The ten best tinned products, in case of an apocalyptic situation

Photo by Hannes Johnson on Unsplash

Let’s not get ahead of ourselves or get overly carried away, but the world isn’t exactly spinning steadily on its axis these days, is it? There’s the smell of war in the air, isn’t there? A looming fog cloud of doom that no one really wants to address. So, sod it, let’s not! Instead, apropos of nothing, let’s just list a variety of tinned foods that have a fantastically long shelf life, and that you could probably eat underground should you ever find yourself in a bunker-type scenario for whatever reason. Not war necessarily, it could be anything. You might be a mole. Anyway, look, no one say the word nuclear, don’t even think it. Just read this list and make a secret mental note…

Branston Baked Beans
There are certain foods that demand an element of specificity and one of those is baked beans. Though basic in their perception, the gulf in quality can be significant to the point where bad beans can ruin your day, or a botched effort at homemade ones can ruin your business. While I don’t know much in life, I do know this: the best ones are Branston Beans. Just trust me on that.

Popular since World War II, particularly in Hawaii where it’s the national dish. That’s right, the national dish of Hawaii isn’t the silly pizza with ham and pineapple, it’s spam, the pinkest of all the pretend hams, the Barbie of luncheon meats. And for good reason too, because it’s surprisingly delicious.

Tiny little fish. So tiny, in fact, that bearded fishermen will often use them as bait to catch much bigger fish with, like a tuna (also great in a tin) or a sea bass (nice roasted). One of the great revelations of the last few years is that these titchy little fuckers aren’t even a food, they’re a seasoning. In Spain, they drape them over their famous ‘tomato bread’ to add a salty hit to offset the sweet acidity of the tomatoes.

Confit de Canard
Salted and preserved in its own fat, a good tin of confit duck can sit on a cupboard shelf for years without losing its lustre. That makes it about as good as tinned products can get. Try it with a smooth mash and some other token vegetables.

Heinz Cream of Tomato Soup
One of the much-heralded “57 Varieties” of Heinz products, but can you name the other 56? Probably not, unless you’re already familiar with Heinz Chow Chow Pickle, or Heinz Evaporated Horseradish, or Heinz Breakfast Wheat (no, thought not). But of the 57, Cream of Tomato Soup is up there with their world-famous ketchup.  

John West Tuna Steak in Brine
John West has been a big hitting brand in the tinned fish industry since the 1800s, and is literally named after the man who invented the automated can-filling machine – at the time using it to ship tinned salmon over to the UK from Canada, while now it caters to all manner of underwater life.  

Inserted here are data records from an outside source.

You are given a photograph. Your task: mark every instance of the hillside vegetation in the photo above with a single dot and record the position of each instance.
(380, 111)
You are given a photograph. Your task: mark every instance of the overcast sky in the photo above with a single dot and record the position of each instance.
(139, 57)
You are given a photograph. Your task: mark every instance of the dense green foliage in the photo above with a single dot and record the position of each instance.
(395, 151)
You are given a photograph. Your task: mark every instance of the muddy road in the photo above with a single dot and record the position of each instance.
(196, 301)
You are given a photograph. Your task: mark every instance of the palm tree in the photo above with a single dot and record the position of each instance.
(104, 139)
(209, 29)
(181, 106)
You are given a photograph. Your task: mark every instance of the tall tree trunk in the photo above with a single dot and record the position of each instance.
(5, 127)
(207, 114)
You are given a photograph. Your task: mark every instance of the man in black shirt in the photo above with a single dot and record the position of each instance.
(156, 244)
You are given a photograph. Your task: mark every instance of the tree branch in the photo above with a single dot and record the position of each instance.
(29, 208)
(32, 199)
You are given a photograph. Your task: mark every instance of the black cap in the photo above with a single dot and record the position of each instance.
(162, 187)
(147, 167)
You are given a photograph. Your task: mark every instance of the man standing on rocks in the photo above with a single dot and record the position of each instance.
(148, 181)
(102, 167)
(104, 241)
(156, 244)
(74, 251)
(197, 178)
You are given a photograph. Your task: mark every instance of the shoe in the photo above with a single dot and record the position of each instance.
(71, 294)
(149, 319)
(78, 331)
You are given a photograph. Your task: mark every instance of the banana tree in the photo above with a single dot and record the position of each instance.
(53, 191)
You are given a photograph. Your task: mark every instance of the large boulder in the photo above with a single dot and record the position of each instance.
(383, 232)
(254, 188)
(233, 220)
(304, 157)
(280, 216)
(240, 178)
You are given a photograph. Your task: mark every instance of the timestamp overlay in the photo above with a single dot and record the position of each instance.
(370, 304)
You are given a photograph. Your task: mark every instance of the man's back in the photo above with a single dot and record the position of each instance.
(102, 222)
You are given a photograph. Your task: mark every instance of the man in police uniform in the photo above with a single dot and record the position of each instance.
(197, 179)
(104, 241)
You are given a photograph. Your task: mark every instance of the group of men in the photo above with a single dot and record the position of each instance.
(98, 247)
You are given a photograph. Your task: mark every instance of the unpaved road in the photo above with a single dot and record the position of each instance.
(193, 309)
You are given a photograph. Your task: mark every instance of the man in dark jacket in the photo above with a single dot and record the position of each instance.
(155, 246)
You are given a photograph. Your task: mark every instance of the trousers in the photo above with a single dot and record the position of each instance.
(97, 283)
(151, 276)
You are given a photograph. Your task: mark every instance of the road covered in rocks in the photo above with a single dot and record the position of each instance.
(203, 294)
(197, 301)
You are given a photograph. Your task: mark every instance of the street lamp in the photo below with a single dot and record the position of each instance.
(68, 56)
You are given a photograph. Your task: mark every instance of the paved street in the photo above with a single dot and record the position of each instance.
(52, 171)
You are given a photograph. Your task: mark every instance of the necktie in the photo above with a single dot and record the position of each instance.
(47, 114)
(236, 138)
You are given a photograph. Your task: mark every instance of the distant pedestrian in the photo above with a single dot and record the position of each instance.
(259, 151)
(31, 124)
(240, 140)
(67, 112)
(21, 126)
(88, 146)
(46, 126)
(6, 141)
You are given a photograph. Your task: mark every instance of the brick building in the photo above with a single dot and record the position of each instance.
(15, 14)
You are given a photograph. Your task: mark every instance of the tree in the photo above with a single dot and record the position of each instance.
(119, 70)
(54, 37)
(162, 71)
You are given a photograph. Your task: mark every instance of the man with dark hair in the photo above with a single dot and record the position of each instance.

Campbell’s Cream of Chicken Soup
If I learned anything from my days as a teenage waiter serving Oxford University students in the 1990s, it’s that Warhol’s favourite brand of chicken soup can masquerade as just about anything – I’ve seen it described as ‘carbonara’, ‘cream sauce’, ‘white sauce’, and even, believe it or not, ‘chicken soup’.

Lyle’s Golden Syrup
Like all of the best culinary inventions (including our old friend coca-cola), this one was concocted by a chemist in the late 1800s. The logo’s an odd one too, finding a dead lion being visited by a swarm of bees – doffing an unexpected cap to the biblical tale of Samson – but if you can squint your way past the brutal branding, you’ll find a sensational treat worth getting sticky about, so to speak.   

Heinz Taste of Home Indulgent Chocolate Pudding
Tasty, chocolaty, and with the kind of moist but heavy texture that Paul Hollywood tents his trousers for. Genuinely, if I was served this in a top restaurant, I wouldn’t bat an eyelid. And I say that as someone who has been to a grand total of one Michelin-starred restaurant.

Del Monte Peach Slices
If you were knocking about in 1892 (particularly around California) you may have heard of Del Monte Peaches, they were a phenomenon. Other phenomenon from 1892 include the inaugural issue of Vogue magazine, the birth of Liverpool FC and the first appearance in print of a sleuth called Sherlock Holmes. Not a bad year for the world, all things told.

2 Responses to The ten best tinned products, in case of an apocalyptic situation

  1. Ben Holland says:

    Alphabeti Spaghetti !!

  2. Anton Gully says:

    I recently bought some frozen Vol Au Vent pastry, because I am an indolent fop, giddy with nostalgia. Any Campbell’s Condensed Soup is a good start for a Vol Au Vent filling.

    Sadly, I’m pretty sure it’s been years since you could get a Heinz tinned pudding, but would be very happy to hear different. Look into Aunty’s steamed chocolate pudding, though I doubt it would store well.

    The duck confit is fine, but expensive to lay down in bulk. If you want tinned poultry for much cheaper, buy tinned hotdogs. They aren’t 100% chicken but the percentage is right up there. Probably no less healthy than the confit.

    I love Spam, approve your bean choice. Anchovies are a fiction.